Num tempo em que diversas manifestações da pseudociência [3] adquirem uma grande (e perniciosa) influência, importa que as Ciências Sociais e as Ciências Naturais sejam capazes de articular esforços. No que à Sociologia diz respeito, o seu contributo poderá passar por fornecer ferramentas que procurem compreender a adesão de camadas da população a práticas de pseudociência. Adicionalmente, a Sociologia pode auxiliar à compreensão da inserção da produção científica nas formações sociais contemporâneas, na medida em que os resultados científicos lidam sempre com repercussões sobre as populações. As fricções entre os dados científicos objetivos e as representações mais ou menos opacas de segmentos diferenciados das populações sobre o mundo natural constituem um campo frutuoso para a investigação sociológica. A pseudociência imiscui-se precisamente nesse interstício, combinando parcos conhecimentos (sobre a teoria e o método) científicos, com a busca pela confirmação de crenças pessoais. O exemplo do racismo [4] é, a este título, por demais evidente. Num artigo de Miguel Estrada é demonstrado que não existem critérios biológicos e científicos que justifiquem a divisão da espécie humana em raças. E, mesmo perante factos científicos, ainda se está muito longe de erradicar o racismo da paleta de preconceitos.

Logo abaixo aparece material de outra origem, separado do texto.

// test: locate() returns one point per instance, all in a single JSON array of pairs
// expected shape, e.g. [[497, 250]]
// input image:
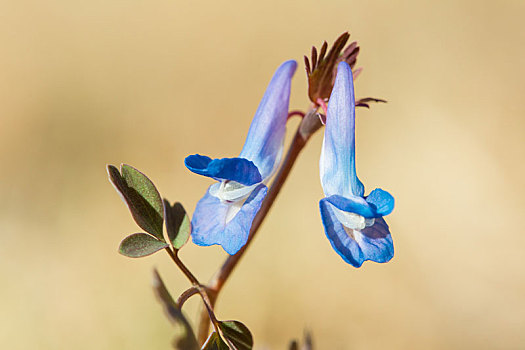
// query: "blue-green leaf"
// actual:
[[140, 244], [141, 197], [177, 224], [215, 342]]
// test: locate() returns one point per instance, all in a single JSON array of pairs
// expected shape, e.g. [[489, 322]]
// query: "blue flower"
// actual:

Em consonância, em termos de políticas públicas, uma eventual abordagem multidimensional poderia passar pela elevação da cultura científica, pelo ensino da evolução histórica das relações entre ciência e sua receção pela sociedade, bem como através de iniciativas várias de divulgação científica.
Notas
[1] – Wooton, David (2016) – The invention of science. London: Penguin
[2] – Boyer, Pascal (2018) – Minds make societies. How cognition explains the world humans create. Yale University Press
[3] De um ponto de vista deletério, a ciência é muitas vezes utilizada pelos seus “inimigos” (Carlos Fiolhais e David Marçal (2018) – A ciência e os seus inimigos. Lisboa: Gradiva) enquanto amálgama confusa de termos para justificar práticas não-científicas, como a “medicina” quântica, integrativa, tradicional chinesa ou ortomolecular. Curioso paradoxo verificar manifestações contra-científicas recorrerem a termos de origem científica para legitimarem a sua atividade.
[4] – Miguel Estrada (2019) – A ignorância e o abuso de “raça” no extremismo… Observador.